I appreciate AI is increasingly common but is this something that is now standard in primary schools, am I out of touch?

OP posts:
NeverDropYourMooncup · 15/01/2026 16:15

It's probably a trial being run by one of the major data companies (had a similar email to deal with at work recently). It's not the same as the work the teachers mark and may provide very useful data in the future that will benefit children including yours.

BluePenguins · 15/01/2026 16:38

They said it's something they had brought into a package or something so unfortunately it doesn't sound like a trial.

They were not very clear or forthcoming with much more information sadly. I do appreciate this won't be the only way of marking but it sounds like the main purpose is to give them their next steps which surely should come from their teacher who sees all their work not just this one piece of writing?

OP posts:
NeverDropYourMooncup · 15/01/2026 17:27

BluePenguins · 15/01/2026 16:38

They said it's something they had brought into a package or something so unfortunately it doesn't sound like a trial.

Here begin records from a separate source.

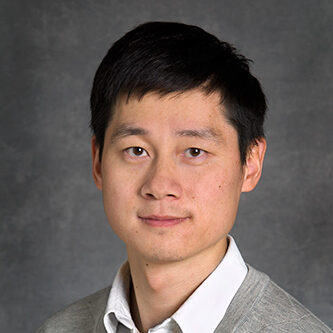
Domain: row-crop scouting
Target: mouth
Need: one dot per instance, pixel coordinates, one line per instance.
(162, 221)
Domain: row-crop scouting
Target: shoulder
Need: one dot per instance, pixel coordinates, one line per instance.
(277, 311)
(82, 316)
(260, 305)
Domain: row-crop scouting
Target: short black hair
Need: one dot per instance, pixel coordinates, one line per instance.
(166, 57)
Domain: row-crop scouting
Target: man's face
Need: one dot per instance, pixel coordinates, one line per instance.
(171, 174)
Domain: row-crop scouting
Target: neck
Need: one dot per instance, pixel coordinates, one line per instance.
(160, 288)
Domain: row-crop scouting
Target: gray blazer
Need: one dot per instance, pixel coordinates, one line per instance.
(258, 306)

They were not very clear or forthcoming with much more information sadly. I do appreciate this won't be the only way of marking but it sounds like the main purpose is to give them their next steps which surely should come from their teacher who sees all their work not just this one piece of writing?

That's exactly what I was referring to. One of the big edudata companies are conducting this trial assessment as an optional free add-on to the service their school customers have bought into. Teachers are great, but they don't have access to nationwide trends or the ability to drill down into attendance, age to the month, sex, geographic area, type of school, percentages of disadvantaged, EAL or SEND students, etc, whereas the data companies do.

Over the long term, it is possible that it could be used to improve tracking, estimates, identify needs and ensure fewer children slip through the cracks - after all, a progress measure and estimations built purely upon a single reading and a single maths KS2 SATs result (the current status, the grammar, punctuation and spelling, plus science, aren't used in government measures) isn't broad enough, imo.

It's nothing to do with the class teacher being eliminated from assessments.